Friday, January 1, 2010

Small-town TV


Local live entertainment at AFTV-22 in 1967 relied on amateur performances and boring interviews.

It's tempting to say that AFTV-22 was tinker-toy television in 1967. But military television was still in its infancy then. The pilot station for what would become a worldwide broadcast TV network for service members and their families stationed abroad had gone on the air in 1954 -- just 13 years before.

The more appropriate way to look at it was as small-town TV. Very small-town TV.

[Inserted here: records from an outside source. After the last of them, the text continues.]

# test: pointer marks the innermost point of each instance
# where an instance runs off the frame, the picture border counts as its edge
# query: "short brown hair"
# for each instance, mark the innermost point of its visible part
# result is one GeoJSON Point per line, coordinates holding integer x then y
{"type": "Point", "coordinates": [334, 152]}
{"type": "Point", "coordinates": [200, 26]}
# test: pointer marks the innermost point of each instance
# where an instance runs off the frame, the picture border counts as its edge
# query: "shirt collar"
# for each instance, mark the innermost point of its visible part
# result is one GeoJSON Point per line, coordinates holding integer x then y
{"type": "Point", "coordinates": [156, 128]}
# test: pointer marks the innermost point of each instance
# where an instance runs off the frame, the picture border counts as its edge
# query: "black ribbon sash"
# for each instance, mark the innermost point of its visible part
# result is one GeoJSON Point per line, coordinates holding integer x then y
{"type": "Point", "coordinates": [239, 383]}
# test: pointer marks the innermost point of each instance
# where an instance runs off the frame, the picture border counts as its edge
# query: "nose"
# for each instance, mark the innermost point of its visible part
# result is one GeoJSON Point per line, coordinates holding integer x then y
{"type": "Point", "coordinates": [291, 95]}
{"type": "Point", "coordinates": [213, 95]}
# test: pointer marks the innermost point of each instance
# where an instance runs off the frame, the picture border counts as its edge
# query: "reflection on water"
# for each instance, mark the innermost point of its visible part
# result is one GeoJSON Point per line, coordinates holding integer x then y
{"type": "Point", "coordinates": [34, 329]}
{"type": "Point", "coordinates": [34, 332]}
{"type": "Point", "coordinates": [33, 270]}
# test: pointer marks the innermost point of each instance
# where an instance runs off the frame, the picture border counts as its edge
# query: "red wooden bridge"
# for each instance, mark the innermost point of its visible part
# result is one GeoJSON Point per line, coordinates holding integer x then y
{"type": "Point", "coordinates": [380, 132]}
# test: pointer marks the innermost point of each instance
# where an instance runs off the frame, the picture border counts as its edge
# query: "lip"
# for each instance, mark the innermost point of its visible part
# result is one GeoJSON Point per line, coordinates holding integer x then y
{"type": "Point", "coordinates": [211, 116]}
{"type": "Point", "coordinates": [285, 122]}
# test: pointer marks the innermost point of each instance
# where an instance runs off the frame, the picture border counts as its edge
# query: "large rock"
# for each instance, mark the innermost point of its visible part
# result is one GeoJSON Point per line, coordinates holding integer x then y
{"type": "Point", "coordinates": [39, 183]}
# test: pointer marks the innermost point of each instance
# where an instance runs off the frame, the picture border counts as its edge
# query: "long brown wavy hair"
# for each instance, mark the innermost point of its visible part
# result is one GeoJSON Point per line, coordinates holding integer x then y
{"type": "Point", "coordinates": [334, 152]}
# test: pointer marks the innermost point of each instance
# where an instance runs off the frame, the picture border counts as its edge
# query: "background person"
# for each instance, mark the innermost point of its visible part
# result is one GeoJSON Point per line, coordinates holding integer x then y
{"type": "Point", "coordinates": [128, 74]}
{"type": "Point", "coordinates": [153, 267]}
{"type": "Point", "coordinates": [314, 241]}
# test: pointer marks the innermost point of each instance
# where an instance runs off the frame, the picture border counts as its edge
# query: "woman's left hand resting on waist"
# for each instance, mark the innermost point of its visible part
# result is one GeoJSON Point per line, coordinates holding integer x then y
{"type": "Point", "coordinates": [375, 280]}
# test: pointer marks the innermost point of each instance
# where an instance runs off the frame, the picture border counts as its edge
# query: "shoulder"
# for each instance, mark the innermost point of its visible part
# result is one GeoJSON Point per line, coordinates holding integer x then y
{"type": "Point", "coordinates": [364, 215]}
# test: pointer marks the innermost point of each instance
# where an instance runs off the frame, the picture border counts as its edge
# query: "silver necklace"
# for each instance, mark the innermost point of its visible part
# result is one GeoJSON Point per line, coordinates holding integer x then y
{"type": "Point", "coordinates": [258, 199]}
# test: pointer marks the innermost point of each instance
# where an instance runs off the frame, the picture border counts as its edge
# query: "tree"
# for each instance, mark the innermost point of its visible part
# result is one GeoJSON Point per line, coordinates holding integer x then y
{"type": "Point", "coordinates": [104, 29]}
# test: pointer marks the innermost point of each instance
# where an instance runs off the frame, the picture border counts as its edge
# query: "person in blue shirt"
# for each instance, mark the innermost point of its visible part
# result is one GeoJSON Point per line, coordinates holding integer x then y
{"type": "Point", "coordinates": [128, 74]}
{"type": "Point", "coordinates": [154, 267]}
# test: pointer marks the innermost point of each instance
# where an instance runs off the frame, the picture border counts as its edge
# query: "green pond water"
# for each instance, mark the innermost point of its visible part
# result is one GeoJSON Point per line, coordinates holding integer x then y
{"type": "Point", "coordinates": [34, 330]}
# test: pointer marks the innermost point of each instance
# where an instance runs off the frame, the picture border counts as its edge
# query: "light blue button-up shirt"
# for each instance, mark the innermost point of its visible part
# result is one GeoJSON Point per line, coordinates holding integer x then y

When I started there as a part-timer, AFTV-22 served three major U.S. air bases in Germany's Eifel Mountains -- Spangdahlem, Bitburg and Hahn -- and a lot of army batteries in between. It was broadcast television using U.S. technical standards so that when GIs brought TVs with them from the States, they worked. A scattering of German nationals had adapted their home TVs so they could watch American television. (German television sets couldn't receive the American signal, nor could American sets receive German signals.) My guess -- and it's just a guess -- is that there were about 40,000 people who could watch AFTV-22.

AFN, the American Forces Network, was far better funded and far more established than AFTV was. AFN radio sounded as good as any of the big three radio networks back home. They had decent equipment, completely professional talent, and major financial support from the Army. AFTV-22, on the other hand, was underfunded, young and brash, and not doing so great on the professionalism scale.

Imagination was also in short supply. Local live shows often featured bands or choirs or majorettes from the American high school at Bitburg or deadly and unenthusiastic interviews with this or that base or wing commander. Visuals were also scarce. We had a Bell & Howell Filmo hand-held silent camera, and we had an Auricon film camera that recorded optical sound. But the only way to get film processed was to plead with the technicians who developed film shot by fighter jet surveillance cameras. The technicians had to do a special run for our snippets of film. And they could process only negative stock. That meant we had to edit in negative and then reverse the polarity when it was broadcast. Given that the Auricon weighed as much as a loaded duffel bag and was just about as unwieldy, we didn't use it often. The station didn't have even a rudimentary videotape setup.

AFTV-22 had one TV studio and a small announce booth for station breaks. The control room overlooked the studio, and behind the control room was a room containing a film chain -- two 16 millimeter projectors and a 35 millimeter slide changer. The technology was old but serviceable. Most of what we had to work with looked low-bid. Even a task so simple as doing a smooth dolly took experience and skill with one of our low-end Dage cameras. The linoleum tile floors didn't help. The ceiling was no more than 12 feet high, so lighting was tricky.

Not only was AFTV-22 a lot like small-town television, it was a lot like small-town television that was 10 years behind the curve.

But it was what we had to work with, and we set out to make do. Over the next two years, Les Jackson, Chuck Minx and I -- along with later arrivals John David Wild, Peter Neumann, John Noble and others -- were the Young Turks who aimed for more of a professional attitude and a sense of audience involvement in local-live programming at AFTV-22. We took some risks, and we got called on the carpet more than once. Sometimes we even knew we deserved it.

But - hot damn! - we put imagination and inventiveness to work, and for a few years we made some pretty good GI television.